Slow Performance, High Latency, Speed drops Truenas 12

Frollo · Feb 7, 2022

Greetings yall, hoping to get some help wrapping my head around the issue I'm seeing. I have always been having issues similar to the experience in the following post

SOLVED - Transfer speed drops after the first trasfer

Good afternoon to everyone, I'am new to FreeNAS and I'm struggling with some strange network behaviour and low trasfer speed. I upgraded my old configuration to meet a "decent" quality for running a home backup server without any big expectations. I use Dell T1600 workstation with Xeon 31225...

www.truenas.com

which I have attributed to hardware or some other inadequate configuration but performance was tolerable as I could burst to 10GB writes now and again and sustain ~6GB/s until the crash in speed. After updating to 12.0-U8 I'm experiencing worsening performance that I would like some assistance with.

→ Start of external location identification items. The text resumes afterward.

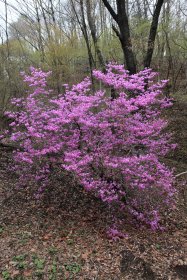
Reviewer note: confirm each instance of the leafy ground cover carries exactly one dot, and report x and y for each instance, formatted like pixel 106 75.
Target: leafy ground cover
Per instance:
pixel 64 236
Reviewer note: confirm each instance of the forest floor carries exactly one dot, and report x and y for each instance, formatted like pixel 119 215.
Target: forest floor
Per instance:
pixel 64 237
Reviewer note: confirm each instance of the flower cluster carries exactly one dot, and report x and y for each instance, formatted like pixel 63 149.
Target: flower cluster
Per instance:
pixel 113 147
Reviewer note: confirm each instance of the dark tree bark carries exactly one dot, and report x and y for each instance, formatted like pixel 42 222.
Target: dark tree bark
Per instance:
pixel 152 33
pixel 94 34
pixel 123 33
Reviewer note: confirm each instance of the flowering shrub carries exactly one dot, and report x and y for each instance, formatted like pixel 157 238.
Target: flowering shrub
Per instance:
pixel 112 147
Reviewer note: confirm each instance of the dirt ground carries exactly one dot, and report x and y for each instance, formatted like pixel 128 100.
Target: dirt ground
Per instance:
pixel 64 235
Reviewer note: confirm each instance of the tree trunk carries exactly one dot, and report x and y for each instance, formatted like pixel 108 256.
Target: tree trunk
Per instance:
pixel 152 34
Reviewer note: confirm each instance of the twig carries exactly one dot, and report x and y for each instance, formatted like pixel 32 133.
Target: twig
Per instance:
pixel 180 174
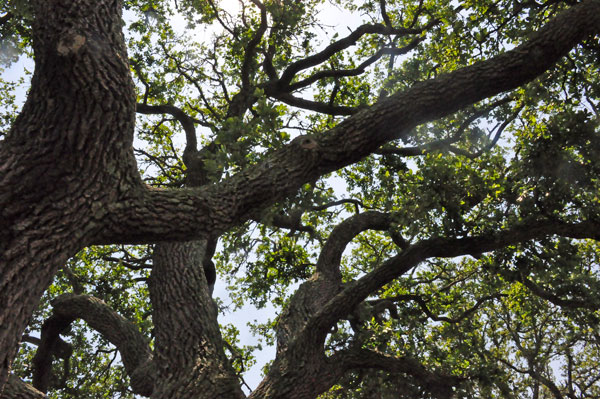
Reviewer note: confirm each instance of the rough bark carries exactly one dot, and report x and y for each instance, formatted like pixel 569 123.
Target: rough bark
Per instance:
pixel 303 364
pixel 180 214
pixel 67 155
pixel 68 179
pixel 189 354
pixel 132 345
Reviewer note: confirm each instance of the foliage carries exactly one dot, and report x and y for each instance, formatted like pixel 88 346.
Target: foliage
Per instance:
pixel 512 322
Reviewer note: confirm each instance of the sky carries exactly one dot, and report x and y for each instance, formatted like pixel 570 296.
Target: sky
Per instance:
pixel 339 21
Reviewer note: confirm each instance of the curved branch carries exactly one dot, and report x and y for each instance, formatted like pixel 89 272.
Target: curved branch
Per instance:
pixel 17 389
pixel 331 254
pixel 423 305
pixel 339 73
pixel 187 122
pixel 314 105
pixel 555 299
pixel 131 343
pixel 347 299
pixel 350 40
pixel 151 215
pixel 438 384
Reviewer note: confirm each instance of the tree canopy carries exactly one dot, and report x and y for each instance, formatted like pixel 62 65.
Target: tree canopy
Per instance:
pixel 414 191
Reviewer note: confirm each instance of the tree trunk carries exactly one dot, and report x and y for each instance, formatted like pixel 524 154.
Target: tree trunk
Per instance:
pixel 67 155
pixel 189 355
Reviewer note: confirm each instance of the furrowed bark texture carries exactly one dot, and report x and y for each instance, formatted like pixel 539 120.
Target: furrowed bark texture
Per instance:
pixel 184 213
pixel 68 177
pixel 302 371
pixel 66 157
pixel 189 355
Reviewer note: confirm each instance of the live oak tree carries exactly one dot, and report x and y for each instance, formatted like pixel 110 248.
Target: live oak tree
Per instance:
pixel 417 197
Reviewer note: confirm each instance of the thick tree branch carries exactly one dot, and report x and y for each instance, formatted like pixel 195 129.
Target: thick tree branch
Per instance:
pixel 187 122
pixel 439 385
pixel 331 254
pixel 356 292
pixel 131 343
pixel 151 215
pixel 316 59
pixel 557 300
pixel 17 389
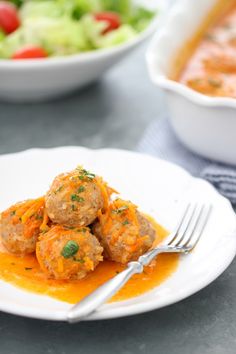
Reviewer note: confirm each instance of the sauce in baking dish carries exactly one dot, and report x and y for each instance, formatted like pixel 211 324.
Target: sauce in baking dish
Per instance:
pixel 25 272
pixel 211 66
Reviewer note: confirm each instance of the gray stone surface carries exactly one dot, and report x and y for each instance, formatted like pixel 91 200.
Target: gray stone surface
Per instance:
pixel 114 113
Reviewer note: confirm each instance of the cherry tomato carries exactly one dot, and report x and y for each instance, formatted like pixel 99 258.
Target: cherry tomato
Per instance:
pixel 113 20
pixel 9 20
pixel 30 53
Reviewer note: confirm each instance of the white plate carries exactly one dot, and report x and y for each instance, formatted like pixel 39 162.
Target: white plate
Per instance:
pixel 157 187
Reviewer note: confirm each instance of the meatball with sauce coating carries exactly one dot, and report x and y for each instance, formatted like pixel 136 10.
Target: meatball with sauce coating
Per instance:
pixel 124 232
pixel 66 253
pixel 20 226
pixel 75 198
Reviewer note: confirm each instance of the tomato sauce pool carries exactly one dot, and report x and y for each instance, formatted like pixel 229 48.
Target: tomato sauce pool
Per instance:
pixel 211 68
pixel 25 273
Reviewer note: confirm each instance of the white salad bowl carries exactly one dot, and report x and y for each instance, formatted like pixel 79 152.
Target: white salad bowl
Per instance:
pixel 207 125
pixel 34 80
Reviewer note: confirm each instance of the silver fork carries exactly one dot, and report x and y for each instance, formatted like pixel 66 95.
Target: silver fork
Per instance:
pixel 182 240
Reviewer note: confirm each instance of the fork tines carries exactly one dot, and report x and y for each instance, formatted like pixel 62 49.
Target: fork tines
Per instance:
pixel 191 226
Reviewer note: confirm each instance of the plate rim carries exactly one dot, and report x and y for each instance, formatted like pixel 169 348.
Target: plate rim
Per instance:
pixel 106 311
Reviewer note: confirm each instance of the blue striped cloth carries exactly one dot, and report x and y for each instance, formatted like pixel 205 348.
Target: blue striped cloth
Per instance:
pixel 159 140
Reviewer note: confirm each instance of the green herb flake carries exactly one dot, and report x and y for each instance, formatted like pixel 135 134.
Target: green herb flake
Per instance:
pixel 76 198
pixel 58 189
pixel 70 249
pixel 120 210
pixel 81 189
pixel 85 174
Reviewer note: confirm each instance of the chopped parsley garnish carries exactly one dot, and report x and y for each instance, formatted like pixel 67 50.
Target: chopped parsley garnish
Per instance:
pixel 76 198
pixel 120 210
pixel 81 189
pixel 58 189
pixel 85 174
pixel 69 227
pixel 70 249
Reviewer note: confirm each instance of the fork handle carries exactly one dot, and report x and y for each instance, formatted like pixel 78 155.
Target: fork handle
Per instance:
pixel 91 302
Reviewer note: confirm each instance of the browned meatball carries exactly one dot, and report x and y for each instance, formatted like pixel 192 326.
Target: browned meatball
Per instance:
pixel 65 253
pixel 124 232
pixel 75 198
pixel 20 226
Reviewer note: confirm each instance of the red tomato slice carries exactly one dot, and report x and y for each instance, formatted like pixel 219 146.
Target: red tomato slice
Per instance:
pixel 9 20
pixel 30 53
pixel 113 20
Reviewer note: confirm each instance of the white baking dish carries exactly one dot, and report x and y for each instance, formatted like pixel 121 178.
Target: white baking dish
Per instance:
pixel 207 125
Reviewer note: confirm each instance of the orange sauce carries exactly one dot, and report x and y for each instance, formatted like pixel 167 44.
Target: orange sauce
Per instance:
pixel 25 272
pixel 210 67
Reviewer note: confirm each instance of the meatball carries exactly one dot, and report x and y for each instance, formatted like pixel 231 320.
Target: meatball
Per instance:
pixel 124 232
pixel 20 226
pixel 66 253
pixel 75 198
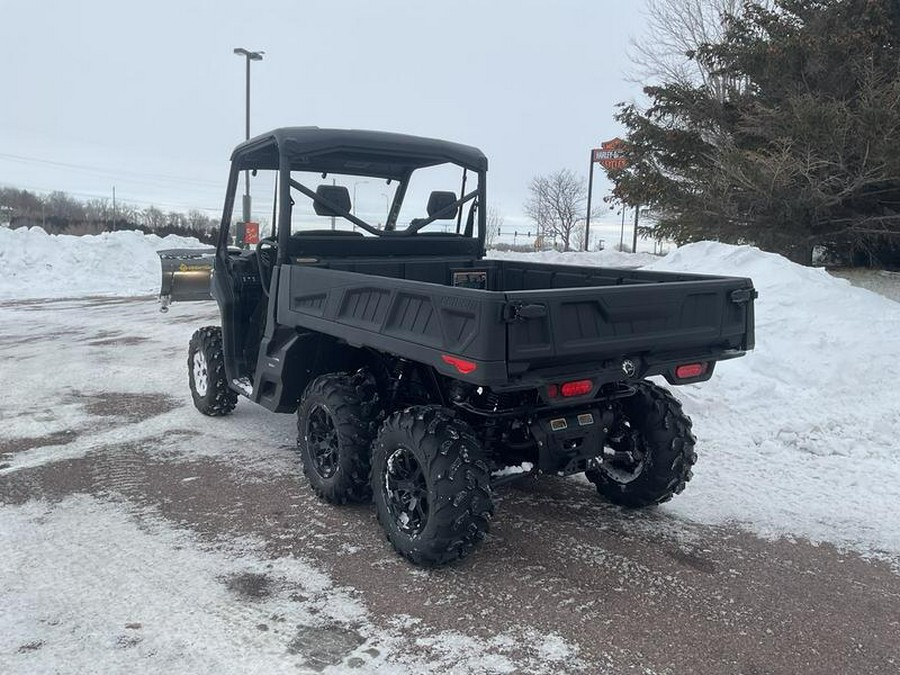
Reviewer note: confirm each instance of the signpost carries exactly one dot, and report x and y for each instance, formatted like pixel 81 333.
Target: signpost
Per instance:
pixel 610 155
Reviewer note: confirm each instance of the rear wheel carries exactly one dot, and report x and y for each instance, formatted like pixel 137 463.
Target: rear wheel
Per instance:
pixel 206 373
pixel 336 422
pixel 649 450
pixel 431 486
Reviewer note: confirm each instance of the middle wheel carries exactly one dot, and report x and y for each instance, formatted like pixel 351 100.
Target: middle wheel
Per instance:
pixel 431 486
pixel 336 422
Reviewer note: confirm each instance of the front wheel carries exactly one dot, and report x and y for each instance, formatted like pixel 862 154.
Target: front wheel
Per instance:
pixel 649 450
pixel 206 373
pixel 430 485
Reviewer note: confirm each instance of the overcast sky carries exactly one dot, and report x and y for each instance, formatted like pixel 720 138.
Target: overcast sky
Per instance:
pixel 150 98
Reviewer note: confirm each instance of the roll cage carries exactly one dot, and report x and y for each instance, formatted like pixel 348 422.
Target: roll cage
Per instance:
pixel 369 154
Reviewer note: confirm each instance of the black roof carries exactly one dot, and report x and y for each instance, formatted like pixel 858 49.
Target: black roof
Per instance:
pixel 352 151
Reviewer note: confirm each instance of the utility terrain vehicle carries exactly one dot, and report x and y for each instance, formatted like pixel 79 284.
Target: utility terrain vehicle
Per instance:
pixel 423 375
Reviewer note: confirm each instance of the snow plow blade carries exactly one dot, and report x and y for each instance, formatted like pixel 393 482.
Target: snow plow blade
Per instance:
pixel 186 274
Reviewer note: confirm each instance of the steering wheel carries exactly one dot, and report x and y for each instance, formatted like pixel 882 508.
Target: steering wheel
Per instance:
pixel 265 249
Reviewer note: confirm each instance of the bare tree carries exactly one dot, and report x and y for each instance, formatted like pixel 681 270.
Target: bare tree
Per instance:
pixel 153 218
pixel 494 224
pixel 556 204
pixel 675 29
pixel 199 221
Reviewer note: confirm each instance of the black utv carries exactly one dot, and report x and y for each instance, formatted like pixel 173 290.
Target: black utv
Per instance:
pixel 423 374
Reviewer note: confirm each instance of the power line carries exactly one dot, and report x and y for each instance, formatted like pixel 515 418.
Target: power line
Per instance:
pixel 120 198
pixel 138 175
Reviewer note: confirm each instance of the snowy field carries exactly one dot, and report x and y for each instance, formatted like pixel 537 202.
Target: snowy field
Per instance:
pixel 798 441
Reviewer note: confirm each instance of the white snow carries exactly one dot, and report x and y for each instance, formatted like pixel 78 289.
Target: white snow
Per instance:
pixel 800 438
pixel 605 258
pixel 99 587
pixel 34 264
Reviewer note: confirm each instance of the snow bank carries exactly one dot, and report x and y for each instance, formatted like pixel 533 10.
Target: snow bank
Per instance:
pixel 802 436
pixel 34 264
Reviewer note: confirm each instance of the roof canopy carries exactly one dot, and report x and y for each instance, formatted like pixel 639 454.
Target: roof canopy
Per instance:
pixel 350 151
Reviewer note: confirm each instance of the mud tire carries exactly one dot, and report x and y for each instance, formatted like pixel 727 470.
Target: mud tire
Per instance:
pixel 659 428
pixel 456 485
pixel 348 405
pixel 206 373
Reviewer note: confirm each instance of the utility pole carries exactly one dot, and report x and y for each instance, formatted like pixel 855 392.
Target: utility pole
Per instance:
pixel 587 219
pixel 333 182
pixel 250 56
pixel 637 210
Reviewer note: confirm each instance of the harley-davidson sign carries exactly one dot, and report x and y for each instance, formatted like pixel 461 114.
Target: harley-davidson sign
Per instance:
pixel 609 155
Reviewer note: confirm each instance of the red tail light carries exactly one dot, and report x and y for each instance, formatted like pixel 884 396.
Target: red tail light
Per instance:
pixel 463 366
pixel 576 388
pixel 689 370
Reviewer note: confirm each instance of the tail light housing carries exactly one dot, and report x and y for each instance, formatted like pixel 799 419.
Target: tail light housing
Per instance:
pixel 688 371
pixel 576 388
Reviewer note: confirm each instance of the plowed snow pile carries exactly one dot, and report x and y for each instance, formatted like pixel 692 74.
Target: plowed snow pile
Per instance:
pixel 34 264
pixel 800 437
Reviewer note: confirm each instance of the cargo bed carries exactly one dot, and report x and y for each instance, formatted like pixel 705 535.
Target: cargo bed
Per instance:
pixel 521 323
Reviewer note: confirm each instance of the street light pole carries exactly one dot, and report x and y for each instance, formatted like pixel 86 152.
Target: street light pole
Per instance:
pixel 353 206
pixel 249 56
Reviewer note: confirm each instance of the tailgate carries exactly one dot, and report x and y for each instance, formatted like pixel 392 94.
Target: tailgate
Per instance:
pixel 581 325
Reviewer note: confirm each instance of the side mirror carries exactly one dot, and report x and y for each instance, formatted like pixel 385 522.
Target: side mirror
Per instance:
pixel 438 201
pixel 337 195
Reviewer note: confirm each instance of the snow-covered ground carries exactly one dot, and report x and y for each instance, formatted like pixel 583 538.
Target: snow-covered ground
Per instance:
pixel 34 264
pixel 801 438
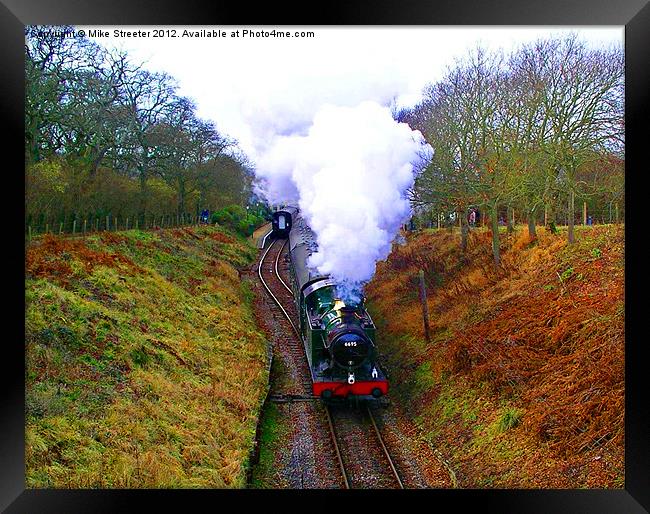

This is a home lab environment primarily hosting VM storage and Game storage (largely steam) via iscsi due to game mounting requirements and issues. I will out myself right out of the gate and state that the zvols are raidz1 (3 drives) and I know that it is not ideal for block storage as per @jgreco and his wonderful posts and guides. While it is a less than ideal state I haven't procured the drive(s) to move everything over and blow away the pool yet. That said the network performance is abysmal atm between the NAS and Windows 11 over iscsi (jumbo frames or not). Based on some of the guides and posts I have seen of others troubleshooting I am posting the performance across the drives which is showing I should be able to hit 10g speeds (which I had prior to 12.0-U8)

I'm sure we would want better for block storage however largely the speed has been acceptable.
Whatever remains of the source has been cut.